Foreign firms saw a drop of 16.1 per cent in their profits during the January-to-May period from a year earlier, a similar contraction to the first four months of the year.
In contrast, profits across all industrial companies in China gained 1 per cent in the five-month period.
For May alone, industrial profits fell 6.5 per cent from a year earlier, narrowing from April’s 8.5 per cent drop, data from the National Bureau of Statistics showed on Monday (June 27).
The economy is making a gradual recovery from the worst of the Covid-19 restrictions imposed in recent months to curb outbreaks.
High-frequency data tracked by Bloomberg shows an improvement in activity in June, although growth likely remained muted.
“April and May are probably the lowest point,” said Mr Larry Hu, head of China economics as Macquarie Securities.
“If China’s economy recovers in the second half of the year, there could be some rebound in industrial profits.”

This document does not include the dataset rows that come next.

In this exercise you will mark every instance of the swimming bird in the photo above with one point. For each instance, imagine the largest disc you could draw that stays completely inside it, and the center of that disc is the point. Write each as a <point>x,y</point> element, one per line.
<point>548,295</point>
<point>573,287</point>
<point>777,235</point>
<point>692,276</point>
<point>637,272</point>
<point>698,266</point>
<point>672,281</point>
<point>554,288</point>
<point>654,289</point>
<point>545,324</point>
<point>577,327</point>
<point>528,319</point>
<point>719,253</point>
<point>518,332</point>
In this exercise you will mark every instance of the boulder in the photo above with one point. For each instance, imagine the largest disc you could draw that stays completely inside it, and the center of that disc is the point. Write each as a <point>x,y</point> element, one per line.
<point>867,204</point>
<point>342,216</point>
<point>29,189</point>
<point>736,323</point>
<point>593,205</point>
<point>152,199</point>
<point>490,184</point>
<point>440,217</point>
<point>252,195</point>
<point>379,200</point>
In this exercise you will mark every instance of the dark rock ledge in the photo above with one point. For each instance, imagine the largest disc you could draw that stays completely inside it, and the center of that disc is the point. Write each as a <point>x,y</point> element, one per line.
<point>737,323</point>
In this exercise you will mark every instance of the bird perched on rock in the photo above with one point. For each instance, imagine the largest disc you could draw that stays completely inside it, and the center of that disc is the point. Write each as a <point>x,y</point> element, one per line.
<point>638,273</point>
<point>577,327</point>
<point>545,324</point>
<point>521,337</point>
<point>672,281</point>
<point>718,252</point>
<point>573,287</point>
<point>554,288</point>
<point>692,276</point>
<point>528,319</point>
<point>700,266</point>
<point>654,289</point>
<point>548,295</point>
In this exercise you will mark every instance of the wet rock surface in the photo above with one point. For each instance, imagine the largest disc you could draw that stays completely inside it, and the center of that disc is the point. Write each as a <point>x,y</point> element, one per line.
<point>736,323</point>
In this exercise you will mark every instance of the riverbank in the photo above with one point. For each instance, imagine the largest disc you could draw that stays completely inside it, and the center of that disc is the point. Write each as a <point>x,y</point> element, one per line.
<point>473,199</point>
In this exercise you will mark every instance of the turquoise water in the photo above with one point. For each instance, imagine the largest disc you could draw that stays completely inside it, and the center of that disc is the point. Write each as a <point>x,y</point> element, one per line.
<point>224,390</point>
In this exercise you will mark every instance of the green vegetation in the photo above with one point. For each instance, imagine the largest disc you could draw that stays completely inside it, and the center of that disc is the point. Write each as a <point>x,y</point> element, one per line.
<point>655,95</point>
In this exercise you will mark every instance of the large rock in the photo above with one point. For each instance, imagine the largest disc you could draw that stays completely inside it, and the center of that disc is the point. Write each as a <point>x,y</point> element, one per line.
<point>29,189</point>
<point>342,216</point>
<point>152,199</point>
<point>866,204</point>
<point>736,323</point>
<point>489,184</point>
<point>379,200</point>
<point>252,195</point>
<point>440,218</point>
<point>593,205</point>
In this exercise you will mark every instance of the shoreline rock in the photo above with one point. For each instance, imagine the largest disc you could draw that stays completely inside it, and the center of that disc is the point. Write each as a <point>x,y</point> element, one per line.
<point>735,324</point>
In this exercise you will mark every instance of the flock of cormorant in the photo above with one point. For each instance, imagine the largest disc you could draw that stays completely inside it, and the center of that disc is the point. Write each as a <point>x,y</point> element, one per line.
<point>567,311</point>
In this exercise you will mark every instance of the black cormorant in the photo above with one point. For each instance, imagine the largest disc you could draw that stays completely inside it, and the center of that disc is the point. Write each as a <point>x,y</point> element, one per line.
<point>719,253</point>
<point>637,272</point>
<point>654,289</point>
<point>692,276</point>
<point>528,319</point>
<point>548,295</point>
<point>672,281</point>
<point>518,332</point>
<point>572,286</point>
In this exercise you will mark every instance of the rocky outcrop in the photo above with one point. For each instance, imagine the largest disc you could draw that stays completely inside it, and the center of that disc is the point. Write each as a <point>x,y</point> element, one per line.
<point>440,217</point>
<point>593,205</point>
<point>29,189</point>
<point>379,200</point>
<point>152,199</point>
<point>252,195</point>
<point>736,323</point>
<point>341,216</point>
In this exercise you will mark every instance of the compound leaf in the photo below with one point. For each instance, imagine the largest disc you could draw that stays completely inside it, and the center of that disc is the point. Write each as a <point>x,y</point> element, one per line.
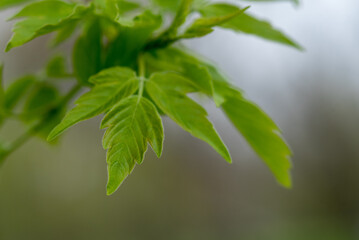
<point>87,53</point>
<point>41,18</point>
<point>173,59</point>
<point>130,125</point>
<point>184,111</point>
<point>256,126</point>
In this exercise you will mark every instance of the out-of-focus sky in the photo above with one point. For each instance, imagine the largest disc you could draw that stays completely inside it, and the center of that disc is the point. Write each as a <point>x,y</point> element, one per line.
<point>191,193</point>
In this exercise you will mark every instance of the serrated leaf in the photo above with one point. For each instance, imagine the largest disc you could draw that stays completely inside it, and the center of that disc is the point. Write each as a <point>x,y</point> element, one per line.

NBS analyst Zhu Hong cited rising costs and operational difficulties as reasons for the continued decline in profits in May.
Measures to stabilise the industrial economy must be implemented “carefully to help relieve company difficulties,” Mr Zhu said in a statement.
Industrial profits at private firms remained weak, dropping 2.2 per cent in the first five months of the year, while profits at state-owned enterprises were up 9.8 per cent during that time frame.
The profit recovery for the private sector will likely be slower “given the weaker sentiment broadly and more disruptions to smaller firms from Covid flareups,” said Ms Peiqian Liu, chief China economist at NatWest Group.
May saw a rebound in industrial output to 0.7 per cent, reversing from a drop of 2.9 per cent in the previous month.